Nathaniel Hawthorne y su vocación de padre. Por Tomás Vio Alliende

por La Nueva Mirada

Conocido por sus cuentos y por sus novelas “La letra escarlata” (1850) y “La casa de los siete tejados” (1851), el escritor norteamericano, Nathaniel Hawthorne (1804 -1864), tiene una obra que lo muestra ajeno a la ficción gótica que caracterizó la mayoría de sus relatos. Se trata de “Veinte días con Julian y Conejito”, un texto breve y autobiográfico que muestra la relación entre Hawthorne y su hijo Julian de cinco años cuando Sophia, madre del niño, debe ausentarse acompañada de Una y Rose, las otras hijas del escritor, por veinte días. Este es el comienzo de la historia entre el escritor y su pequeño hijo y también de Conejito, la singular mascota de “hombrecito”, como cariñosamente el autor llama a Julian.

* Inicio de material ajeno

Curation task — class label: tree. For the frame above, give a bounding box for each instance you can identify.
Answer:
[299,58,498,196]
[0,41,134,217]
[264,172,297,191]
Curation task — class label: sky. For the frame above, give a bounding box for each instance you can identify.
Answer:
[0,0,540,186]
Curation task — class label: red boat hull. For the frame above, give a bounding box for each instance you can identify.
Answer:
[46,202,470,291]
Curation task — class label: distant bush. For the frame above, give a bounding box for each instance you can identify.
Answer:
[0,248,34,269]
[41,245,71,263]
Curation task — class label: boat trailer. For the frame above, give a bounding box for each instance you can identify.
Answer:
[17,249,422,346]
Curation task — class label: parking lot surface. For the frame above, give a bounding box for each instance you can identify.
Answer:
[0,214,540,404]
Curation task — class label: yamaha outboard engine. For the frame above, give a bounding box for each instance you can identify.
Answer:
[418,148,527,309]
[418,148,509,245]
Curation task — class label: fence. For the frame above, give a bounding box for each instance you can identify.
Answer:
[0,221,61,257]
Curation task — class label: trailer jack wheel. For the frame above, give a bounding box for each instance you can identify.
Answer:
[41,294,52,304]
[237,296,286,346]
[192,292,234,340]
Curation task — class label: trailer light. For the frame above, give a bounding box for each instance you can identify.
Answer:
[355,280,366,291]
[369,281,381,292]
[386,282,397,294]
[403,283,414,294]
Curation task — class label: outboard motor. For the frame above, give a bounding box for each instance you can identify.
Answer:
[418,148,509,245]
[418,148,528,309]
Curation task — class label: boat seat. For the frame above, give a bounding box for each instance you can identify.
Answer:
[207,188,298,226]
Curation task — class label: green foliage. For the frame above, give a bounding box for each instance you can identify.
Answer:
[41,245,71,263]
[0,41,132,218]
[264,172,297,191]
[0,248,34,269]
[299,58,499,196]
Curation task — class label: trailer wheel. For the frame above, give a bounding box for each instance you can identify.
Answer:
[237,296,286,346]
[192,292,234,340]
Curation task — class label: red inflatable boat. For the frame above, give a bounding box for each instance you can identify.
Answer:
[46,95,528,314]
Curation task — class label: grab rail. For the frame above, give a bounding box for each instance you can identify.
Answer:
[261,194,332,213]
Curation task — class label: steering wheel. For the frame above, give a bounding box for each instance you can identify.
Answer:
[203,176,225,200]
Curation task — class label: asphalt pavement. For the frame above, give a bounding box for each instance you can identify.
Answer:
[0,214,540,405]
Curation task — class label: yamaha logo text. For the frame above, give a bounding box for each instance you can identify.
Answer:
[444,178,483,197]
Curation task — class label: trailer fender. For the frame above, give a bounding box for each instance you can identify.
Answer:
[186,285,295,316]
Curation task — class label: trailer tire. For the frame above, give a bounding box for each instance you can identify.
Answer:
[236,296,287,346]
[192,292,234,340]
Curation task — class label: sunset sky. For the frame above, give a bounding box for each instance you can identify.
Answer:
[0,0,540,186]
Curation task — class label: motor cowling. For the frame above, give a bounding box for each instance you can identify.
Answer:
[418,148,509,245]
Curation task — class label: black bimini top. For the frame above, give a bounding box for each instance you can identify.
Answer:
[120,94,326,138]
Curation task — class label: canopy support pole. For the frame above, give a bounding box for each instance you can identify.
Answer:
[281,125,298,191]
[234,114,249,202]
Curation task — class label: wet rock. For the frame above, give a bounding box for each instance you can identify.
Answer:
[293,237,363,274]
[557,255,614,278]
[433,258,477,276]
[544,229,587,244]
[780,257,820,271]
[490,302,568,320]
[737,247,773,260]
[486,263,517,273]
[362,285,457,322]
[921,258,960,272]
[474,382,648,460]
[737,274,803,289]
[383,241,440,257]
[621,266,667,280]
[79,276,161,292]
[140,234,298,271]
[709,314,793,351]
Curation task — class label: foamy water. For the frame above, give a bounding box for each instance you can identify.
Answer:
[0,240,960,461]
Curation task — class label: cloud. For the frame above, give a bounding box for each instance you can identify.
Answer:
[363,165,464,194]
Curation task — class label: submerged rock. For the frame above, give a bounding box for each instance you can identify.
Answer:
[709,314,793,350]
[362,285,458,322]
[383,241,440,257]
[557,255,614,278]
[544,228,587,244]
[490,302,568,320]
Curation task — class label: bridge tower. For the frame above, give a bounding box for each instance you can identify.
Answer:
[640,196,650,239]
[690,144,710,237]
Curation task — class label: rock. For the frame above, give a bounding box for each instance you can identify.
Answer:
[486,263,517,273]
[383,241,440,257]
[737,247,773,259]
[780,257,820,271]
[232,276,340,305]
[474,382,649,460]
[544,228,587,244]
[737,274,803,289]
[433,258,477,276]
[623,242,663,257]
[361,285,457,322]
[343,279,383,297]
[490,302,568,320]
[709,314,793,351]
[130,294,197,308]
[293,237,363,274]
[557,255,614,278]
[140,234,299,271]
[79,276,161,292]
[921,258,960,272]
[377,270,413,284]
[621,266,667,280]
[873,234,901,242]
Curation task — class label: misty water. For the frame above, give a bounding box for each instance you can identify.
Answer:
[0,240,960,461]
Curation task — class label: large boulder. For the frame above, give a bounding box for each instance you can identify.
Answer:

Así las cosas, comienza el diario de vida de Hawthorne con su hijo, ambientado en 1851, en una casa rodeada de un ambiente campestre en Lenox, Massachusets. El escritor debe hacerse cargo de su retoño y también del conejo, esto último no le agrada demasiado, pero finalmente accede por el cariño que le tiene a Julian “Conejito tiene mejor aspecto cuando está afuera. Su rasgo más interesante es la inquietud que lo caracteriza, está continuamente en movimiento, es rápido y sensible como una hoja de álamo. El más mínimo ruido lo sobresalta y puedes apreciar esta emoción en el movimiento de sus orejas (…)”, señala Hawthorne en uno de los pasajes del libro.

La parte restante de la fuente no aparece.